Now that you know the PROs and Cons for A/B tests and predictive bandits let’s talk about some practical applications of each and when you should one over the other.
- When you need a clear learning and more certainty on the final decision. Examples here would be a pricing or homepage test.
- When you want to lock in a specific design or experience for all. Examples here are things like a new homepage design, a new form layout, or say our site wide CTA treatments. Here there is more operational value in locking in that specific winner and then optimizing further on that.
- When intent and offer options are narrow in scope. When intent for all users is similar the offer is the same for all, then A/B testing usually works better than predictive bandits. An example would be optimizing for the final cart checkout page. Everyone there is ordering (or not) and the offer is a checkout (or not).
- When you want to maximize revenue. If you have aggressive revenue goals then bandits are a better tactic to get you there as you are using all the data available to make the optimal revenue decision. A good example here is presenting the right offer on a homepage hero or promoting a specific price/package on the pricing page. In those situations, the general site is the same but you are predicting the best offer and experience to spotlight to maximize revenue.
- When intent and offer options vary broadly. Predictions work better when there’s a wider range of users and intent and a wider range of offers and outcomes to present. This is where the value of machine learning and crunching dozens and hundreds of data attributes in real-time is helpful. Good examples here can be homepage, brand landing pages, and pricing/plan pages. In these scenarios intent and options/offers presented can vary.
Now that you know the strengths and benefits of both tactics I think you will agree that both tactics should be part of your optimization and personalization toolkit.
With the FunnelEnvy platform we give you the ability to run both A/B and predictive campaigns and apply the right tool for the job. Unlike other platforms, both tactics are available as part of our standard license.
To get started you just create a new campaign and then select the preferred template option between Predictive and A/B testing.
If you selected an A/B testing then the “Campaign Decision” section will default the settings typical of an A/B test.
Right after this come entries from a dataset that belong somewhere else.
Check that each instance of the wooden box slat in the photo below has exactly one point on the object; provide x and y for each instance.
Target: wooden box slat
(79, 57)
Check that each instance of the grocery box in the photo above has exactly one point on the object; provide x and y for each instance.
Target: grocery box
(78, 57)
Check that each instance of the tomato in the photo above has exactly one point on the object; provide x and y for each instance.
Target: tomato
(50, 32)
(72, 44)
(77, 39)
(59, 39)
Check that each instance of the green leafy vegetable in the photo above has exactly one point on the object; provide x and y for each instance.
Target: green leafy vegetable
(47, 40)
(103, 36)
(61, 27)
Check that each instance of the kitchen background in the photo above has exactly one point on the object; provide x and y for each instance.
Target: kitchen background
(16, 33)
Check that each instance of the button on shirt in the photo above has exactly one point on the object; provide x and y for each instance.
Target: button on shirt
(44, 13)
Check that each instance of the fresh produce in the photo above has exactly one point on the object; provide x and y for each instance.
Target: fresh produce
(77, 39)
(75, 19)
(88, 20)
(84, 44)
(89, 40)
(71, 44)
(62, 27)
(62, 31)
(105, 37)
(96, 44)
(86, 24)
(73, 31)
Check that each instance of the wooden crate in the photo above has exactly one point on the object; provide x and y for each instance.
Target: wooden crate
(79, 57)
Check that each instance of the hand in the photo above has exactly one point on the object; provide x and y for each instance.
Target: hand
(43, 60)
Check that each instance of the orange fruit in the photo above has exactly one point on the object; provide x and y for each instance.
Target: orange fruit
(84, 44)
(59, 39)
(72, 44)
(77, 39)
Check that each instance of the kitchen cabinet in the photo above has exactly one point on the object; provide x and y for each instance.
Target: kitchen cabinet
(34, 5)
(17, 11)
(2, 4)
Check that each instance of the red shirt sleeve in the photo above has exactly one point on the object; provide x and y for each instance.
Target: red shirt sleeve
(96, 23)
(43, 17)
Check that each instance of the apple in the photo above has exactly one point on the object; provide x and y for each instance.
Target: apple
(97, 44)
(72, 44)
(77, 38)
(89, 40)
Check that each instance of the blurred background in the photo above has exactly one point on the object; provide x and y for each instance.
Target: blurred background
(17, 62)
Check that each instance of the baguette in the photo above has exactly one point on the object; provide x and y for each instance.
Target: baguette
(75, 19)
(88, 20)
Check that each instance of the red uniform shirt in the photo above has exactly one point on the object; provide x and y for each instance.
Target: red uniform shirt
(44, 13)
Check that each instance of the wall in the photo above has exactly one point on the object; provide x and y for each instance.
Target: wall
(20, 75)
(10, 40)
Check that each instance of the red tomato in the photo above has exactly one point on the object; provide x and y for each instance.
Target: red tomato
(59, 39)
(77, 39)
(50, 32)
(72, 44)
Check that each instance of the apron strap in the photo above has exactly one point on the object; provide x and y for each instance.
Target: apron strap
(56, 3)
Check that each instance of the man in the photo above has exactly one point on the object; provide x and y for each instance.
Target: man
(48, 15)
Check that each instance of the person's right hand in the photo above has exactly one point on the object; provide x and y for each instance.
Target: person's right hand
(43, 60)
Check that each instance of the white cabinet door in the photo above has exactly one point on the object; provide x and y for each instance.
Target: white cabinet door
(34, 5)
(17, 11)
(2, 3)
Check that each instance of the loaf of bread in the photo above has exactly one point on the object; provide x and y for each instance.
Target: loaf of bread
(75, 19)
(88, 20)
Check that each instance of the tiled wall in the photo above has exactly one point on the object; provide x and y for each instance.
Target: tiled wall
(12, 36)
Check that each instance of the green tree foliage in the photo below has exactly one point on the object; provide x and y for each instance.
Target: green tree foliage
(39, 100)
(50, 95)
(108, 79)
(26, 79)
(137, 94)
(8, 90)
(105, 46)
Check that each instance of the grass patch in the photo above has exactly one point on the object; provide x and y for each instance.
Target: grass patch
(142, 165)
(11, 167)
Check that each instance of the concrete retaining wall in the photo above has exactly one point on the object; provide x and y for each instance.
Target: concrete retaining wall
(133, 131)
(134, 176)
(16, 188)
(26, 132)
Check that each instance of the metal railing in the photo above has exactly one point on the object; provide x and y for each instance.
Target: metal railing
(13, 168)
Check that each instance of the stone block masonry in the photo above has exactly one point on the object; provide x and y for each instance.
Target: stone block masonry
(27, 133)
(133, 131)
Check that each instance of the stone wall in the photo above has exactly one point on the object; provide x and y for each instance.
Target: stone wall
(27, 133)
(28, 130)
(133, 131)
As you can see A/B testing is the decision type defaulted, and the “Persistence Variations Decisions” feature is checked so the same experience is served to the user across sessions. Lastly, you can adjust the traffic allocation to determine what percentage of traffic enters into the test. By default and typically it’s set to 100%.
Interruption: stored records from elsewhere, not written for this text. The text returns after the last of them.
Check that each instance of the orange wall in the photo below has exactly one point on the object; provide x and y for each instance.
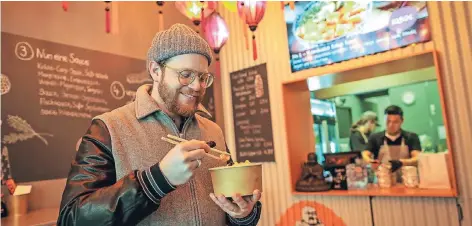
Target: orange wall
(452, 37)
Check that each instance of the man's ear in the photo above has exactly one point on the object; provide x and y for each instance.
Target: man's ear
(155, 71)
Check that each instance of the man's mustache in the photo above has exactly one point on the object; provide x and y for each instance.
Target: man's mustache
(192, 93)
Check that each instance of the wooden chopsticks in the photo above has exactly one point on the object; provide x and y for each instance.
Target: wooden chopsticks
(176, 140)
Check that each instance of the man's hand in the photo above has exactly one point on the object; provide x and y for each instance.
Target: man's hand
(180, 162)
(240, 207)
(396, 164)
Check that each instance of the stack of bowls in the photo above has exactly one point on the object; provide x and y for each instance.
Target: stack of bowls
(410, 176)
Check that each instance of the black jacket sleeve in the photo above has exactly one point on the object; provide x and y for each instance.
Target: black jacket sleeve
(93, 196)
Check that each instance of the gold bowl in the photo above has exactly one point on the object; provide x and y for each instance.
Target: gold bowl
(242, 178)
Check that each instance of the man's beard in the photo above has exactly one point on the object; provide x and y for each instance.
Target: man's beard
(170, 98)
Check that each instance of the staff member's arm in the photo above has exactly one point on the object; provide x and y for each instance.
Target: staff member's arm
(371, 148)
(414, 145)
(93, 196)
(357, 142)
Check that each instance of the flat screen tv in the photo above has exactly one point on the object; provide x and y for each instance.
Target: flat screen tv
(327, 32)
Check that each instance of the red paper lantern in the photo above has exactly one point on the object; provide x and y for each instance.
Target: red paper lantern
(216, 34)
(196, 10)
(252, 12)
(160, 4)
(65, 5)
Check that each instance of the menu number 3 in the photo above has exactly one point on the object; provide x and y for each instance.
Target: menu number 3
(117, 90)
(24, 51)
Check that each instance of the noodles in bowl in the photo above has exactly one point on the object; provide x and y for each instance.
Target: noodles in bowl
(240, 178)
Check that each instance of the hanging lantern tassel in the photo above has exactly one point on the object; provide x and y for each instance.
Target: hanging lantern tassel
(292, 5)
(217, 65)
(107, 17)
(160, 15)
(202, 16)
(245, 36)
(65, 5)
(254, 47)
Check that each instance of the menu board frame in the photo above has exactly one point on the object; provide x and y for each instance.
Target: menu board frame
(252, 114)
(50, 93)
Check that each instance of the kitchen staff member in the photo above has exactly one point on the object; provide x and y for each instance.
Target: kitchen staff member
(394, 145)
(361, 131)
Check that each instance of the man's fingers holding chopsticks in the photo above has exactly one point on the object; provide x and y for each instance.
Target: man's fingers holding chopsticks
(194, 155)
(193, 145)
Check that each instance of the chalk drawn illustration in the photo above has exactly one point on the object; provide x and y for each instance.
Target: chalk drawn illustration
(24, 131)
(309, 217)
(259, 86)
(6, 84)
(138, 78)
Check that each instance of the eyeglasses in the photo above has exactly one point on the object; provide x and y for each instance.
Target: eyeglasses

If you were to select a Predictive campaign template, the decision type would instead default to Predictive as seen in the screen below.
In addition, the “Persist Variation Decisions” feature is not selected by default. As mentioned earlier, we typically see improved revenue performance when the campaign can rotate different offers over time to the same user. That makes sense, as a user may not respond to an initial offer, but maybe convert when presented another. But we do recognize their legitimate reasons to also make predictive decisions sticky, especially when running in locations like your pricing and plans page. And like with the A/B template, you also can set traffic allocation from 0-100%.
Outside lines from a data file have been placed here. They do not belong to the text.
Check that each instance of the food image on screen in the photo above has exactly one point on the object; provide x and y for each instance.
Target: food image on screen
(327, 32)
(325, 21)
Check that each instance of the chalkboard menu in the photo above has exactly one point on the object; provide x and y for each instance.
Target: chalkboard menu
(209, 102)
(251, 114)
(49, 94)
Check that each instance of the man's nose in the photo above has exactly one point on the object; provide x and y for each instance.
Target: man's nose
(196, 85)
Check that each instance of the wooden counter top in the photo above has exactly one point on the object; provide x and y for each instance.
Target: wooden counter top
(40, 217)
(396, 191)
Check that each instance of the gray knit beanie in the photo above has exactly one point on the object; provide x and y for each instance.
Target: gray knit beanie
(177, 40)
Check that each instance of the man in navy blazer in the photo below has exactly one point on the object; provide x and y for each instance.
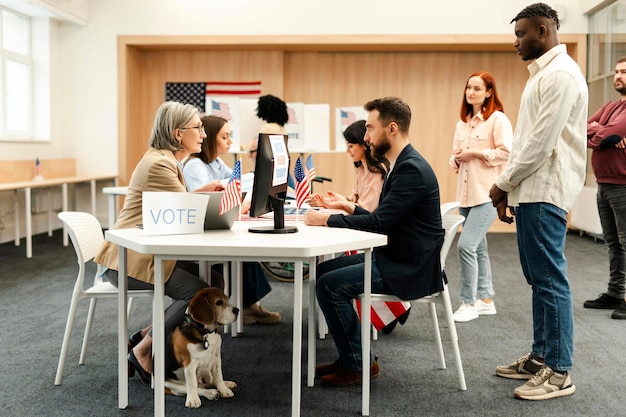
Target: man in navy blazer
(408, 213)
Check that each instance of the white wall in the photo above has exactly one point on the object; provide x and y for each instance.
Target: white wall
(84, 57)
(84, 96)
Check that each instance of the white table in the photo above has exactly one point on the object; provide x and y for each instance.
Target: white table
(235, 245)
(114, 193)
(28, 186)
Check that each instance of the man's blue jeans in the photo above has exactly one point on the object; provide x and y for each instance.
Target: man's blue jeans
(612, 210)
(339, 282)
(541, 230)
(472, 247)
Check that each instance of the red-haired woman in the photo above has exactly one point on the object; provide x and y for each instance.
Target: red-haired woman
(480, 151)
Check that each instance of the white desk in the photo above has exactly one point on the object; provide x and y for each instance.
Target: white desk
(114, 193)
(27, 187)
(235, 245)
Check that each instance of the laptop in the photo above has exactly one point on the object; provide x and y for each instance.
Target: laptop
(212, 219)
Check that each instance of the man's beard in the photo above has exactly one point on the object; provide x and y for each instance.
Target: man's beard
(381, 148)
(622, 89)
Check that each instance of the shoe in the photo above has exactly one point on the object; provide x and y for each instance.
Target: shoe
(604, 301)
(134, 340)
(465, 313)
(327, 369)
(343, 377)
(257, 314)
(524, 368)
(144, 376)
(485, 309)
(619, 313)
(544, 385)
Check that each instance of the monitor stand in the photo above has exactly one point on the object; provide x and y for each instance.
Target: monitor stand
(278, 207)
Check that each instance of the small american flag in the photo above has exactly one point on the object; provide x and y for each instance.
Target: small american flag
(232, 193)
(303, 188)
(303, 177)
(197, 93)
(221, 110)
(347, 118)
(310, 169)
(233, 88)
(292, 116)
(187, 93)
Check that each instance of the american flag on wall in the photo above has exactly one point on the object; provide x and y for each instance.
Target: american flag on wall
(347, 118)
(221, 109)
(197, 93)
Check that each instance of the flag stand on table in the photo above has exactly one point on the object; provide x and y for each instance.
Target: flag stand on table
(232, 192)
(303, 177)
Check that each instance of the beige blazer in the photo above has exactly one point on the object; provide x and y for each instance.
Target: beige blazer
(158, 170)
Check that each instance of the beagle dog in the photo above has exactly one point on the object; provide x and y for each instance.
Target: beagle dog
(193, 361)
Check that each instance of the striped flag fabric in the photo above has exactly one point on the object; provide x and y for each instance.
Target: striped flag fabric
(310, 169)
(303, 187)
(383, 313)
(233, 88)
(232, 193)
(197, 92)
(221, 109)
(347, 118)
(187, 93)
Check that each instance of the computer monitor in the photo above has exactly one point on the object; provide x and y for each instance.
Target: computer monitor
(269, 188)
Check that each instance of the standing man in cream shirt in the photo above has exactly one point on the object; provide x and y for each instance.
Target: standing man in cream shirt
(545, 173)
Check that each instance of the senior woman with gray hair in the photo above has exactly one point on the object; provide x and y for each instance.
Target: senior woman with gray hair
(177, 132)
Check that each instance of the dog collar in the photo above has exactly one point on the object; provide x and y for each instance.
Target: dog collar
(200, 327)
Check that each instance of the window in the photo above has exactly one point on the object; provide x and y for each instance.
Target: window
(16, 74)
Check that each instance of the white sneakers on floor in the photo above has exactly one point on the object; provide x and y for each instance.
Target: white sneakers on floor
(485, 309)
(468, 312)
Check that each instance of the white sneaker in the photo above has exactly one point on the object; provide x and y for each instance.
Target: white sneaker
(465, 313)
(485, 309)
(544, 385)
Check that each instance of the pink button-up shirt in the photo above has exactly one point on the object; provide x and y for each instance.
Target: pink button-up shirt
(493, 137)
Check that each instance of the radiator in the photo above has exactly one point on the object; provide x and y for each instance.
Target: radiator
(584, 214)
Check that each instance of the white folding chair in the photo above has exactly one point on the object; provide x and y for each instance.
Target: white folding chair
(449, 207)
(87, 237)
(451, 223)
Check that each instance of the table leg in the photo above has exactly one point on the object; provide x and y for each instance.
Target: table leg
(16, 206)
(310, 373)
(112, 209)
(237, 284)
(158, 341)
(365, 330)
(296, 370)
(28, 219)
(93, 197)
(49, 195)
(122, 329)
(65, 208)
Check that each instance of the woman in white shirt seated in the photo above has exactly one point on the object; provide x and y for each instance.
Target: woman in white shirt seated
(205, 167)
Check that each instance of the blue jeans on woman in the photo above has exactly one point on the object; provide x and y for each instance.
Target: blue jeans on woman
(611, 200)
(474, 262)
(339, 282)
(541, 230)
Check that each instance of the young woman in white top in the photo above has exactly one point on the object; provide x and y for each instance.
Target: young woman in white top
(480, 150)
(207, 167)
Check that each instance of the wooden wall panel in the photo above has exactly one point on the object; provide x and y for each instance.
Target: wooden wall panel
(153, 68)
(431, 83)
(429, 72)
What is specific to Predictive campaigns is the predictive experiment options. Here you have two choices to make. The first choice is what percentage of traffic should be included in the predicted group vs holdback. The experiment section is where you can test the incremental value of a predictive campaign by holding back a portion of your traffic as the control.
In the screen below we have set the holdback to 50%. This will result in 50% of the traffic being assigned to the predictive experience and the remaining 50% gets served a control. This allows you to test the incremental value of running a predictive campaign on your site.
Typically, we recommend the client start a new campaign as a 50/50 campaign and as they see the predictive campaign outperform the control we then recommend full scaling the predictive campaign to 100%.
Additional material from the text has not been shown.